When my son was young and saw something that frightened him, he would ask to watch a Winnie the Pooh movie in order to wash away the scary images. After reading "A Long Way Gone" by Ishmael Beah while riding to and from work on the bus, my next book will need to be the adult equivalent of a Pooh movie.
In January 1993, Ishmael Beah was 12 when he was separated from his parents during the Sierra Leone civil war. He wandered for more than a year with other displaced children, narrowly escaping death several times. Eventually he was impressed into service in the Sierra Leone army. He fought for more than two years in the jungles of the west African country. Then one day a UNICEF truck pulled into the village where his army unit was staying. Without explanation, Beah and 14 other boys were told by their commander to put their weapons on the ground and board the truck. Beah was 15 and he had become so immersed in fighting and killing that he couldn't imagine doing anything else. Roughly a third of the book tells of the heroic effort made to restore some measure of humanity to Beah and the other child soldiers. Recovery for Beah took two years.

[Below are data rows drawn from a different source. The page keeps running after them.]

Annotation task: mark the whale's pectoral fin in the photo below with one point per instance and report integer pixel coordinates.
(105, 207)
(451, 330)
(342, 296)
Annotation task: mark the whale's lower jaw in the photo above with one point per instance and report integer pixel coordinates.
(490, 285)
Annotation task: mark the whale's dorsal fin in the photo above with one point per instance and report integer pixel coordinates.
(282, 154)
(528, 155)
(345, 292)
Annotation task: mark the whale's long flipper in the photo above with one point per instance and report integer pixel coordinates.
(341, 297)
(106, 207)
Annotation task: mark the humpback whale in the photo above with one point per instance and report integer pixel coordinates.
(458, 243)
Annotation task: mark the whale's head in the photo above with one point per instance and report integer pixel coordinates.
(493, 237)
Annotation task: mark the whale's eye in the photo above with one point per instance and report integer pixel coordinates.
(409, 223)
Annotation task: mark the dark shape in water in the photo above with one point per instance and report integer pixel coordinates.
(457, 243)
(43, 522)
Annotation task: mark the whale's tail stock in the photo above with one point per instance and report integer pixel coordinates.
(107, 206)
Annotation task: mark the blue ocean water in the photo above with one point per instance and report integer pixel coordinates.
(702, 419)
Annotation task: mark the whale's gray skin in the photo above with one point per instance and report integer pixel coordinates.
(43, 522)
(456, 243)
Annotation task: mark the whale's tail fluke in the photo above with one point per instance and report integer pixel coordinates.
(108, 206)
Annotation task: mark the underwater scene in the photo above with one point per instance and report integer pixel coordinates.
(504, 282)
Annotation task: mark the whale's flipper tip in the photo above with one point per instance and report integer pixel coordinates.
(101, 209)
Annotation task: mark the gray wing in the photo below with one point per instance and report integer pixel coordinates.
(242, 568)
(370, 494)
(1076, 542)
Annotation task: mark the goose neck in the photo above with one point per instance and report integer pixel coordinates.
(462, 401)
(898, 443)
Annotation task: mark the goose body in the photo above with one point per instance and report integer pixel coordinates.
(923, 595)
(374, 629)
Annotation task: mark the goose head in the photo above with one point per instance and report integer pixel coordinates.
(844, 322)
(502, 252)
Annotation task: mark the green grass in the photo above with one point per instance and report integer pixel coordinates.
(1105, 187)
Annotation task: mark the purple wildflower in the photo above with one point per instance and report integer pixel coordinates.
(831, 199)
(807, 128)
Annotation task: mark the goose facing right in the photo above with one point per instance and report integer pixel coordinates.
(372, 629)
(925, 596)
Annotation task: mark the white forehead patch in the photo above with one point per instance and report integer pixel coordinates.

The movie Blood Diamond involves the same period of Sierra Leone's civil war. Blood Diamond was hard enough to watch. I can't imagine a realistic movie about Beah's life -- the horror Beah witnessed, the brutal acts he committed as a child soldier, the ubiquitous cruelty.
Beah's memoir is riveting. Or it is heartbreaking. Or it is terrifying. Mostly it is inspirational. But it is decidedly not for the faint of heart.